Artifact [db5468fd66]
Not logged in

Artifact db5468fd668eea10ab8764febea4253f35dc5829:

Wiki page [Ideas] by nem 2014-12-16 11:18:45.
D 2014-12-16T11:18:45.694
L Ideas
N text/x-markdown
P 473419eb051119d1363bcf4c344e6cb4624de2aa
U nem
W 3292
This page collects some thoughts on future directions. 

Firstly, the language should make it simple to represent:

 - Datalog clauses, e.g. `AncestorOf(x, y) :- ParentOf(x, z), AncestorOf(z, y)`
 - Algebraic languages - relational algebra, linear algebra, e.g. [VecTcl](http://auriocus.github.io/VecTcl/)
 - Optional types (not yet decided on this)
 - Domain-specific languages
 - Actions/commands

I _believe_ that it should be possible to use expressions/functions for most things and therefore restrict commands to being at the top-level only. This allows co-opting `[...]` syntax for other means.

Down to brass tacks. Like Tcl, SiCL is a command language. A program is a sequence of commands, separated by newlines or semicolons. A command is a sequence of words. A word is an expression, of one of the following forms:

 - Numbers: `123`, `123.4e12` etc
 - Strings: `foo`, `"foo"`, `'foo'`, `“foo”`, `‘foo’`, `«foo»`, `‹foo›` - may as well allow other quotation characters, especially as they are nestable!
 - Symbols: `%$^$%` - punctuation symbols are also just strings, but the tokenizer will break on them, so `foo+%$bar` is three tokens: `foo`, `+%$` and `bar`. Use whitespace if needed or quotes to group.
 - Unary/binary operators: `f x`, `x f y` etc. Normally adjacent expressions will be parsed as separate words in the command. However, some strings may be declared as operators (prefix, infix, or postfix). In this case, when encountered, they will be applied to the surrounding arguments as per their precedence, associativity etc. E.g., if `f` is a prefix unary operator then a command like `foo f x y` will be parsed as `foo (f x) y`.
 - Sub-expressions: `(...)`
 - Lists: `(x, y, z)` - note that this is not a binary operator `,` but rather a special syntax. Thus `((x, y),z)` is different from `(x,(y,z))` is different from `(x,y,z)`.
 - Dicts: `(x: y, z: a)`
 - Blocks of commands `: ... `. These start with a `:` and can only occur as a top-level word (to avoid confusion with dict syntax).
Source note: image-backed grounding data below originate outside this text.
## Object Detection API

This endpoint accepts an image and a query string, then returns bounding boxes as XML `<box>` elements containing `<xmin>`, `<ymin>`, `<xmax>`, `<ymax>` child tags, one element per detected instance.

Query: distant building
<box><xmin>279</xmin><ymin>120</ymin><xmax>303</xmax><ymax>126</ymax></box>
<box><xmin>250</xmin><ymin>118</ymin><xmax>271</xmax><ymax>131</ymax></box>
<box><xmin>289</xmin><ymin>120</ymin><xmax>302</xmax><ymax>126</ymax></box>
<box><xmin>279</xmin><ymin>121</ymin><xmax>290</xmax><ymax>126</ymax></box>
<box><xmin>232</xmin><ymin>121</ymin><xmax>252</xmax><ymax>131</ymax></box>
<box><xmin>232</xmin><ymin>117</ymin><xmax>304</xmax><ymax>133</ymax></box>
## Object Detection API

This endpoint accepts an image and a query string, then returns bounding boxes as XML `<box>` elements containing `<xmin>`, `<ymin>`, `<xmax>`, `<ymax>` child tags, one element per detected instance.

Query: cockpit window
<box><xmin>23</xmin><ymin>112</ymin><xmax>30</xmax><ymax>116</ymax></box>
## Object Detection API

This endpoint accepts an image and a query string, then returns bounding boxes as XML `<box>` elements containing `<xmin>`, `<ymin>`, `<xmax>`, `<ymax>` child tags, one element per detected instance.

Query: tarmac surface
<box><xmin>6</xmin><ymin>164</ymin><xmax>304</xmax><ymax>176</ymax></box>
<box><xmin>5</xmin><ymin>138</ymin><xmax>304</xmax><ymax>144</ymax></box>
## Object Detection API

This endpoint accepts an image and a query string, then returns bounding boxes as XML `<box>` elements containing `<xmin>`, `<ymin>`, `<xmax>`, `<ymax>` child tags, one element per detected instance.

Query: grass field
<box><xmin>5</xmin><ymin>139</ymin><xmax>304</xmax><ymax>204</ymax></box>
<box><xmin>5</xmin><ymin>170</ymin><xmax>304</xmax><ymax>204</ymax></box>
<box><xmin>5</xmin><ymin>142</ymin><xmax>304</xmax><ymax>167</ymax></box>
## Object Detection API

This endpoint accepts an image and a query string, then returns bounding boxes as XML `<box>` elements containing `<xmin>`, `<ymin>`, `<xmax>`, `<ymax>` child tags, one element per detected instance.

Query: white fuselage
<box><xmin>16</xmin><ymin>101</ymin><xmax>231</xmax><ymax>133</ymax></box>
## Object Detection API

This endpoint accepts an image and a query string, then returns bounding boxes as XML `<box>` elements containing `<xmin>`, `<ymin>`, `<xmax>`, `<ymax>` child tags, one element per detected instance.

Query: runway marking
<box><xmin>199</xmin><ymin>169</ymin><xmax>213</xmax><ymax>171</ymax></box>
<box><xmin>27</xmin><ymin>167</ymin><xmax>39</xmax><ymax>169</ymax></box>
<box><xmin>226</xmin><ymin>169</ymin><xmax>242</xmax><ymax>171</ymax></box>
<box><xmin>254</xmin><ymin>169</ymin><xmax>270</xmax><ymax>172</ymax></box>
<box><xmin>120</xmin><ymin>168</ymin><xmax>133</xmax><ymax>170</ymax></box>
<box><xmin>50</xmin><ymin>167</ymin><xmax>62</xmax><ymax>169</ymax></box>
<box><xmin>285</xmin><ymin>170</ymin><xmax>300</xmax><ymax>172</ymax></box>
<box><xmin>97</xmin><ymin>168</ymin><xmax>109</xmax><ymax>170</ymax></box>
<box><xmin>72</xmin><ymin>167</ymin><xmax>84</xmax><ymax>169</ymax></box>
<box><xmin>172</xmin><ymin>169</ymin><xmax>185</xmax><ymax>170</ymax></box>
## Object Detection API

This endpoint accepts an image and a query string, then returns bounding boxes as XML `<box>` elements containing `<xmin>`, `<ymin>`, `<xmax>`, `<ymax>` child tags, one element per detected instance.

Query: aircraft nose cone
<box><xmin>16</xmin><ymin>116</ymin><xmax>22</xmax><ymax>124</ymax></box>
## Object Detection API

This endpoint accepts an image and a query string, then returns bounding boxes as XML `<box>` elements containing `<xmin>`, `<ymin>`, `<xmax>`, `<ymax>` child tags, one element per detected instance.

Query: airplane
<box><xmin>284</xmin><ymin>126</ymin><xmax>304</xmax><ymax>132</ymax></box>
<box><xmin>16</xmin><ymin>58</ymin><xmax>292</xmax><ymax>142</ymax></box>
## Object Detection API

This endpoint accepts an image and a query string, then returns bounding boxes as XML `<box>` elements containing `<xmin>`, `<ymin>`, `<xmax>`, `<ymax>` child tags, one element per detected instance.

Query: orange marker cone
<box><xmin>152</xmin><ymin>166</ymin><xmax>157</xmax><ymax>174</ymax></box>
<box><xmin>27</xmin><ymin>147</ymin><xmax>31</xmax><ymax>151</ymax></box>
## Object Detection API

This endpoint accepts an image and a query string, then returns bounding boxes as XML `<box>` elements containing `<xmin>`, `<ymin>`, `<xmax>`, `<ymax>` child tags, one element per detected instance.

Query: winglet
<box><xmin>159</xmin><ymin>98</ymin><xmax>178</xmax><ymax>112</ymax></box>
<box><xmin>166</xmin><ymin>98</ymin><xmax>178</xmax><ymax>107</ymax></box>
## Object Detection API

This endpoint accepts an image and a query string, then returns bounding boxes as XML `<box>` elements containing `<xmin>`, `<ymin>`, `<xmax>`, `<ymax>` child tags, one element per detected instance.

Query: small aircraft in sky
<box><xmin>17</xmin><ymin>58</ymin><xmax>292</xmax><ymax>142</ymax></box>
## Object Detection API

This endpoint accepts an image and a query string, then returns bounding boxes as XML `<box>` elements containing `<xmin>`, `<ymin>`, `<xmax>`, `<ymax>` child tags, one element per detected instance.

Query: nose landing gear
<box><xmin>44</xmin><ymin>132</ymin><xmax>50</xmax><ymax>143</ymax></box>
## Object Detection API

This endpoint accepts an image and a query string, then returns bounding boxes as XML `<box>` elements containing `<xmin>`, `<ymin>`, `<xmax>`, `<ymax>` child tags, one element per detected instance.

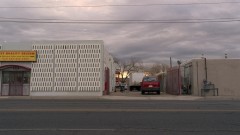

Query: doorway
<box><xmin>2</xmin><ymin>71</ymin><xmax>30</xmax><ymax>96</ymax></box>
<box><xmin>9</xmin><ymin>72</ymin><xmax>23</xmax><ymax>96</ymax></box>
<box><xmin>0</xmin><ymin>65</ymin><xmax>31</xmax><ymax>96</ymax></box>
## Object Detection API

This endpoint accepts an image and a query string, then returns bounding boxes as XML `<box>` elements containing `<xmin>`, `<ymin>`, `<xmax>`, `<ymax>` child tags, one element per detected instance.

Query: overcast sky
<box><xmin>0</xmin><ymin>0</ymin><xmax>240</xmax><ymax>65</ymax></box>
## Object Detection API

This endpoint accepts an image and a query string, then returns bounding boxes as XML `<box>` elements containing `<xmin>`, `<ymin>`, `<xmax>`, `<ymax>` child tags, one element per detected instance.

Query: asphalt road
<box><xmin>0</xmin><ymin>99</ymin><xmax>240</xmax><ymax>135</ymax></box>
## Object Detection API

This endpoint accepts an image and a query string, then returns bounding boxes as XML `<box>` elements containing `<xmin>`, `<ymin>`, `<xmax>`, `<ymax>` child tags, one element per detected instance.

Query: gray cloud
<box><xmin>1</xmin><ymin>0</ymin><xmax>240</xmax><ymax>64</ymax></box>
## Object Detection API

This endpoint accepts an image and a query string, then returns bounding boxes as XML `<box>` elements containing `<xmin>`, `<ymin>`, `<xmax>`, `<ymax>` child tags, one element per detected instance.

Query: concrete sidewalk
<box><xmin>0</xmin><ymin>92</ymin><xmax>239</xmax><ymax>101</ymax></box>
<box><xmin>0</xmin><ymin>95</ymin><xmax>203</xmax><ymax>101</ymax></box>
<box><xmin>0</xmin><ymin>96</ymin><xmax>236</xmax><ymax>101</ymax></box>
<box><xmin>201</xmin><ymin>96</ymin><xmax>240</xmax><ymax>101</ymax></box>
<box><xmin>102</xmin><ymin>95</ymin><xmax>203</xmax><ymax>101</ymax></box>
<box><xmin>102</xmin><ymin>95</ymin><xmax>240</xmax><ymax>101</ymax></box>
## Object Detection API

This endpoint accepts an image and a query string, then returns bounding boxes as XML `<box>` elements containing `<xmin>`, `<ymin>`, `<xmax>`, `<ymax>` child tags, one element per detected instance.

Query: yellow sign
<box><xmin>0</xmin><ymin>51</ymin><xmax>37</xmax><ymax>62</ymax></box>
Edging towards indentation syntax for these - either the block is a single command on the same line as the colon, or there is a newline immediately after the colon and then the indentation of the next line sets the block indent: the first line indented less than that ends the block.
 - Sets: `{x, y, z}` - same as lists but no duplicates allowed.
 - Vectors/Arrays: `[x, y, z]` - same as lists but using VecTcl or some optimised representation. All elements forced to be of the same type (and compactly represented).

The set form also provides an alternative syntax to constructing dictionaries: `{x: 1, y: "foo"}`. Possibly this syntax constructs a form based on balanced tree of some kind (red-black tree)?

This syntax also (I think) ensures that SiCL is a super-set of JSON, which is quite a handy property.

I quite like the idea of using `#` to distinguish different implementation choices:

 - `[x, y, z]` is something like a linked-list or maybe a rope: worst-case linear access time, but constant-time appends.
 - `#[x, y, z]` vector/array
 - `{x, y, z}` - balanced tree
 - `#{x, y, z}` - hashed
Possibly, this is all overkill and the built-in Tcl structures with CoW and ref-counting are good enough in most cases.

Z d65109d73aedd970a96269e9f7e248e1